Out of a the $30 trillion U.S. economy, $400 billion in unspent federal funds is a little over 1%. That doesn’t sound like a lot, but suddenly evaporating it tamps down growth. And bear in mind that every dollar that the government spends can have ripples through the economy—more people hired, more money in those people’s pockets, more spending, etc.—that economists call a multiplier effect. Those multipliers are often more than 1, depending on what kind of spending is involved, meaning that losing a dollar of government spending on, say, the electric grid can reduce economic activity by $2.
The bottom line is that by blocking all of these funds, Trump has shaved 1-2% of GDP from government spending. That is definitely going to show up—and probably is showing up—as part of the recent run of awful economic indicators. Which is yet another way that Trump is trashing oureconomy.5
Look, of course not all government spending is good. Some of the funds on the Trump hit list may be ineffective or could be better used elsewhere. But that’s up to the people we elected to Congress. That’s what the law says. And that’s the whole idea of not having a king with unitary power who rules by his own whim.
One closing point: if you’re just hearing about this for the first time it means that a) the mainstream media is utterly failing to cover a major government, economic, and public policy story, and b) I hope you’ll share this publication with a friend, because the whole idea of this Substack is to bring you information that is Worth Knowing and that isn’t being adequately covered the way it should be.

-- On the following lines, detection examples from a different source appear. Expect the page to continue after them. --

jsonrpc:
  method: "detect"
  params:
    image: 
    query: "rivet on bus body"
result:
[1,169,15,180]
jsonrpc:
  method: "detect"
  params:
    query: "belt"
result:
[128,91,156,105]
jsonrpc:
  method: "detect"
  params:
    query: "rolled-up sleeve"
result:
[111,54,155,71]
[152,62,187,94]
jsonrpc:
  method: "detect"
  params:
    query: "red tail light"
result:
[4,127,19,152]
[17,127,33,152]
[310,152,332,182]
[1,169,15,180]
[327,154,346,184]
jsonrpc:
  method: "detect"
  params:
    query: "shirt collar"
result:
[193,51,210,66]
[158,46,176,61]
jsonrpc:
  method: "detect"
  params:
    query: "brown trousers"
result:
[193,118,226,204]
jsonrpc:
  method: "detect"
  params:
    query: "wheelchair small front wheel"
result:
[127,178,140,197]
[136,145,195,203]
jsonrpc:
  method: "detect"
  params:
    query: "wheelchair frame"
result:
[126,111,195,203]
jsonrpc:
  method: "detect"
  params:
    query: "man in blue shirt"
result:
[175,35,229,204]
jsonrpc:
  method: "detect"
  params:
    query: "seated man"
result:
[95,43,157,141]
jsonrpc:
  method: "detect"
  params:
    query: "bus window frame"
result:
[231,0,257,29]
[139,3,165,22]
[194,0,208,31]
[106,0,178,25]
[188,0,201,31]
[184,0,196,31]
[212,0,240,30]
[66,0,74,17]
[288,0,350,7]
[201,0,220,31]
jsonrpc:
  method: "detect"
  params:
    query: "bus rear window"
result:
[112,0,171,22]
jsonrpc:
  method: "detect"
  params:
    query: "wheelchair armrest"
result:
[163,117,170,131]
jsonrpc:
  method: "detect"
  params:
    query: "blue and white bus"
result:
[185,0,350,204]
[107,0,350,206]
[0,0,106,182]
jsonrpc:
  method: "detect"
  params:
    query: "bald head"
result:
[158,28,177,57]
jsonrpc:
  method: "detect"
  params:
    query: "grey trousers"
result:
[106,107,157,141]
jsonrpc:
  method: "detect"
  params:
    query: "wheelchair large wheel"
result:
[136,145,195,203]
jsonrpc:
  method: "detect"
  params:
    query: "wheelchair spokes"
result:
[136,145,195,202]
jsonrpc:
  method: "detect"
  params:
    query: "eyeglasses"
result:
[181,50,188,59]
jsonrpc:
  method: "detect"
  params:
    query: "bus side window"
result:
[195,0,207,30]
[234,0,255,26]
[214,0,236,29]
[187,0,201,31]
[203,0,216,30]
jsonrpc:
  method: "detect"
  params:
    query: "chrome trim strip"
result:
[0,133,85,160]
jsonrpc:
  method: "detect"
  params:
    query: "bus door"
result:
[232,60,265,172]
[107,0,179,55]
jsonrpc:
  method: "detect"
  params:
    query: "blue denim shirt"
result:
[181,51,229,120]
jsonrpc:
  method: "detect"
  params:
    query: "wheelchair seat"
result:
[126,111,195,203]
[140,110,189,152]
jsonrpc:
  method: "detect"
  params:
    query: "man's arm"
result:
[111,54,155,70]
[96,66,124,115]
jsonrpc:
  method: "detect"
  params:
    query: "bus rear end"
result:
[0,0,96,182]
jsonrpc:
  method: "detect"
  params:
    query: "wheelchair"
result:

https://www.reuters.com/world/us/trump-administration-asks-us-supreme-court-halt-foreign-aid-payments-2025-08-26/
https://thehill.com/homenews/senate/5482563-trump-rescission-congress-disagreement/
https://history.house.gov/Historical-Highlights/1951-2000/Congressional-Budget-and-Impoundment-Control-Act-of-1974/#:~:text=The%20law%20also%20shifted%20the,its%20power%20of%20the%20purse.%E2%80%9D
https://democrats-appropriations.house.gov/weeks-away-end-fiscal-year-trump-blocking-410-billion-funding-owed-communities-nationwide
To be fair, economists would definitely have good faith arguments about whether public spending crowds out some spending from the private sector, so there might be a case to be made that the impact of evaporating $400 billion in government spending is less than that in overall GDP. But it is clearly significant.